15 Jul 10 - 09:47 PM (#2945906)
Subject: The Blues, in 1884
From: wysiwyg

An excerpt from Interrupted, originally published in 1884:

"Girls, don't you think our church is just dreadful?"

Whether it was a delicate tact, or a sweet spirit born of the last evening's experience, that led Claire Benedict to introduce that potent little "our" into her sentence, I will leave you to judge.

It had a curious effect on the girls around the stove. These bright-faced, keen-brained, thoroughly-good girls, who had lived all their lives in a different atmosphere from hers. They were good scholars in algebra, they were making creditable progress in Latin, and some of them were doing fairly well in music ; but they could no more set their hats on their heads with the nameless grace which hovered around Claire Benedict's plainly-trimmed plush one, than they could fly through the air. This is just one illustration of the many differences between them. This young lady had lived all her days in the environments of city culture; they had caught glimpses of city life, and it meant to them an unattainable fairy-land, full of lovely opportunities and probabilities, such as would never come to them. It struck every one of those girls as a peculiarly pleasant thing that their lovely music-teacher had said "our" instead of "your."

One of the less timid presently rallied sufficiently to make answer:

"Dreadful? It is just perfectly horrid! It fairly gives me the blues to go to church. Girls, mother has almost spoiled her new cashmere sweeping the church floor with it. She says she would be ashamed to have our wood-shed look as badly as that floor does. I don't see why the trustees allow such slovenliness."

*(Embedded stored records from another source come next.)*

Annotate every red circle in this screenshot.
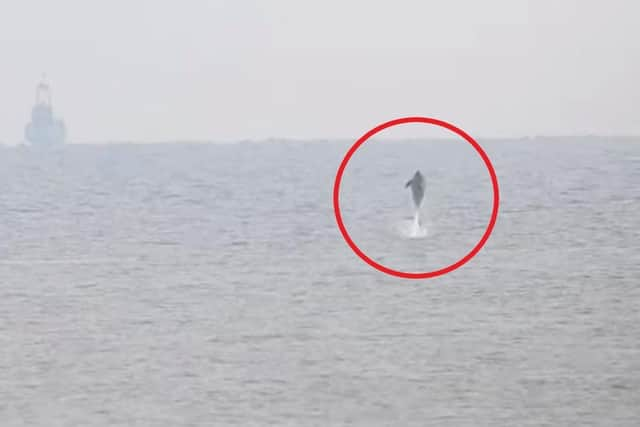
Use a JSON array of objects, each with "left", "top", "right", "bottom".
[{"left": 333, "top": 117, "right": 500, "bottom": 279}]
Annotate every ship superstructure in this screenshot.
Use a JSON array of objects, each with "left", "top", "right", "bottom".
[{"left": 24, "top": 77, "right": 66, "bottom": 145}]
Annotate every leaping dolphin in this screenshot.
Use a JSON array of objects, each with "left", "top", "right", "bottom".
[{"left": 404, "top": 171, "right": 425, "bottom": 209}]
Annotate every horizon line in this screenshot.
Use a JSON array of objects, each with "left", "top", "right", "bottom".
[{"left": 0, "top": 134, "right": 640, "bottom": 147}]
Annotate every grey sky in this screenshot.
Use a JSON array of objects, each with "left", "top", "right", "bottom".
[{"left": 0, "top": 0, "right": 640, "bottom": 143}]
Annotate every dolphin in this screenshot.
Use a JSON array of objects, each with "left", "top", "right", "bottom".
[{"left": 404, "top": 171, "right": 425, "bottom": 209}]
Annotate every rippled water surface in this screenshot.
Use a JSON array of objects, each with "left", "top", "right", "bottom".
[{"left": 0, "top": 140, "right": 640, "bottom": 426}]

The book is alternately titled Out in the World. Claire Benedict is a capable, responsible, solid young Christian woman. Everyone leans on her for support and depends on her to do much that needs to be done in her church and social circle. But then her businessman father dies unexpectedly and leaves the family almost penniless, interrupting her tranquil, fulfilling life. Written by Isabella Alden, under the pen name "Pansy."

~Susan


16 Jul 10 - 08:30 AM (#2946132)
Subject: RE: The Blues, in 1884
From: Lighter

The emotional kind of blues, not the musical kind.

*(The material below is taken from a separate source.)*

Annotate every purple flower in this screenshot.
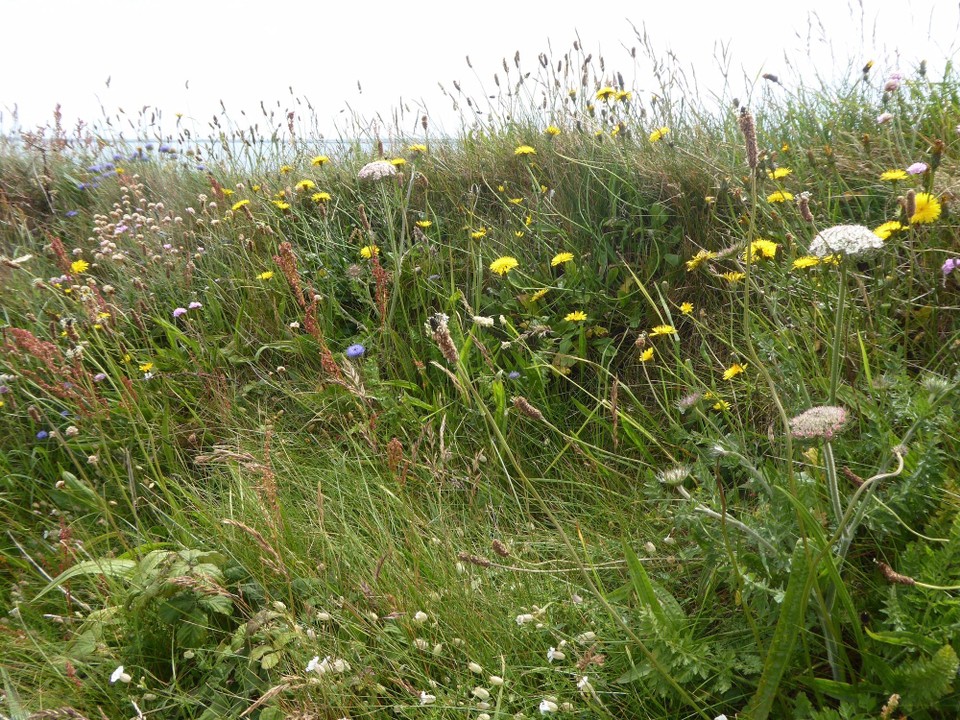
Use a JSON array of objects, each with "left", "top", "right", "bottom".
[{"left": 347, "top": 343, "right": 367, "bottom": 360}]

The name of the musical kind comes from the other, which goes back to the early 18th century.


16 Jul 10 - 09:30 AM (#2946155)
Subject: RE: The Blues, in 1884
From: Will Fly

A fit of the blue devils - mentioned, as Lighter says, in literature of the early 18th century.


16 Jul 10 - 11:45 AM (#2946231)
Subject: RE: The Blues, in 1884
From: Lighter

You can't sing 'em if you ain't got 'em.


16 Jul 10 - 12:13 PM (#2946242)
Subject: RE: The Blues, in 1884
From: GUEST,Neil D

It is possible that Blues music existed in 1884, well before there first appearance on records. W.C Handy describes first hearing them played in 1903. That being said, I have to agree with most here that the literary passage refers, not to the music, but to an emotional state. That usage was common well before the usage as a form of music. Besides even if the musical form did exist in 1884, and I think some prototype of it probably did, it would have been entirely unknown outside of the rural Southern African-American community.